The Memory Foundry Opportunity

nghanayem · May 14, 2024

Memory makers make their own logic that is integrated onto their memory dies. YMTC and soon after Kioxia have somewhat broken this paradigm by manufacturing the periphery logic on a separate wafer and using hybrid bonding to connect the control logic to the memory array. My understanding is that this makes it easier to form the memory array without worrying about staying in a safe thermal envelope for the CMOS. At IEDM TEL shared that over the next decade memory makers will move from high-K planar transistors to finFETs and GAAFETs. I think I also saw that there was interest on moving DRAM a hybrid bonded periphery both for manufactuability, but also to enable a CMOS under array architecture and greatly reduce die sizes.
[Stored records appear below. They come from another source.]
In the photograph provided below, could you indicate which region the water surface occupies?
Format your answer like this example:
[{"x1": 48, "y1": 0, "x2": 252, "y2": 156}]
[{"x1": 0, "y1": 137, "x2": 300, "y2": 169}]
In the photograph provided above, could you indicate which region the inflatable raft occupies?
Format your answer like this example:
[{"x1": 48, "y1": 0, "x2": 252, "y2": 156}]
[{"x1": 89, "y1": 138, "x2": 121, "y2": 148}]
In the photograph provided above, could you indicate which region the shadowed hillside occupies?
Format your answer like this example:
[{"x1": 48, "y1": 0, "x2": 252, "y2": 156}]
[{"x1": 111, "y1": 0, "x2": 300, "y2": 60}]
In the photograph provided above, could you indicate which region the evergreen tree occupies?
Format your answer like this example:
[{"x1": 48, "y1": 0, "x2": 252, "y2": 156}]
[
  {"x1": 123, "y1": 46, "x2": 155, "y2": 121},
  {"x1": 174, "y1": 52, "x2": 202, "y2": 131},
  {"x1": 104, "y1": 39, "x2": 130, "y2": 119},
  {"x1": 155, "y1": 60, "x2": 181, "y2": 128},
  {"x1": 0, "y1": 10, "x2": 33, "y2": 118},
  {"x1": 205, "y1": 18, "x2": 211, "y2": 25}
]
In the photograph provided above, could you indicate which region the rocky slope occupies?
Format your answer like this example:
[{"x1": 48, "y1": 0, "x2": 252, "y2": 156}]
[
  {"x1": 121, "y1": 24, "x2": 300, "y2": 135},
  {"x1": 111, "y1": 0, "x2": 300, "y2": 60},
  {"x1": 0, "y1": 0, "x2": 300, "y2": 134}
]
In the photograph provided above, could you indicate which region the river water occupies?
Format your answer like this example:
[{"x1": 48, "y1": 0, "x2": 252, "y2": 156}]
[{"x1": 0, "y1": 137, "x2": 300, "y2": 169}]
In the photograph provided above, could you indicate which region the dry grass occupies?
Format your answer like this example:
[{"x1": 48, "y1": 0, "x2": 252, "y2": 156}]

This started spinning some gears in my head over the past few months. As step count grows the number of fabs need to increase just to keep up with the fact that capacity decreases as they convert fabs to these smaller nodes. This issue would presumably get even worse as you move to 3D-DRAM when the processing durations for etch/dep tools get comically long. Figuring out how to do more advanced CMOS is also a tricky enough proposition for the logic houses. Doing that while also scaling bitcell density is a big ask. For the above reasons the thought occurred to me "hey why not outsource the CMOS logic?". If it is no longer on the same DRAM/flash die, I don't see why TSMC (or in Samsung's case Samsung Foundry) couldn't make a custom version of 12FFC or 14LPC with only 2 or 3 metal layers (even if that is old by logic standards it would smoke the current CMOS on DRAM dies which is roughly comparable to 45nm). If I was a logic house I would be willing to give those wafers away at like 10-20% margins, because the volume of an SK or Micron would make Apple or even an Intel look tiny by comparison. The main downfall of this idea is of course the cost (as making your own will always be cheaper than buying from someone else), but I thought if nothing else it was an interesting string to tug at. But who knows maybe the R&D cost savings, faster process development, not having CMOS yield on your yield pareto, and not needing as much fab space could make this "off the shelf" control logic idea more palatable. And for Samsung this seems like a no brainer once they disagrigate their periphery logic, because why waste time and money reinventing the wheel when SF already did all the work for you.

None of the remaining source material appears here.